Boost logo

Boost :

Subject: Re: [boost] [multi_array] Is there interest for an [index_list] library?
From: Pierre-Andre Noel (noel.pierre.andre_at_[hidden])
Date: 2011-04-11 16:15:10


Sorry for the slow reply...

> Does the functionality work atop the MultiArray concept or atop
> boost::multi_array and boost::multi_array_ref?

Most of the proposed code works "by itself" (without need for MultiArray
and/or boost::multi_array and related). Some constructors have the option of
receiving a model of the MultiArray concept in order to be "compatible" with
it. The iterator I was talking about in the earlier message is definitely
made to work with the MultiArray concept. Finally, for convenience, some
"utilities" directly refer to boost::multi_array when defining objects that
are likely to come up in the application.

(Note that what I propose are new concepts, not changes to already existing
ones.)

> One can linearly walk
> the contents of the latter using iterators foo.data() and foo.data() +
> foo.dimensionality. I think only the MultiArray concept would need
> further capabilities for a linear walk independent of the
> dimensionality (as .data() isn't part of the concept).

You probably meant foo.data() and foo.data() + foo.num_elements(). Yes, it
is true that you can visit all the elements that way. In fact, this is the
first example in the file sandbox/index_list/libs/index_list/examples.cpp .

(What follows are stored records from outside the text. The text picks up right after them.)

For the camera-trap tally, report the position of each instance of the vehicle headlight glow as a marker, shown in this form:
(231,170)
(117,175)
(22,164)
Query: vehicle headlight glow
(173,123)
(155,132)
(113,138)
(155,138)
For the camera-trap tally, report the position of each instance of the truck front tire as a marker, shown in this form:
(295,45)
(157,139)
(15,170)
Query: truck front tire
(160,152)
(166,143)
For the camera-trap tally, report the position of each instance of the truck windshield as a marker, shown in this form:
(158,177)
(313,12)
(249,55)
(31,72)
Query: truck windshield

> A "position-dependent" behavior can be achieved (atop multi_array and
> multi_array_ref) by taking the distance between foo.data() and the
> current iterator and then playing some games with foo.strides() or
> std::distance(). I believe the same can be achieved atop the pure
> MultiArray concept using foo.origin(). No need to extend the concept
> (though the required couple of lines would be frustratingly lengthy).

My "personal library" that is the ancestor of the current IndexList was
initially composed of those "frustratingly lengthy" couples of lines. With
time, I added functionalities. Since implementing simplex_domain was
"non-trivial", I thought that others could be interested: I cleaned up the
code and sent it to the sandbox before posting the previous message.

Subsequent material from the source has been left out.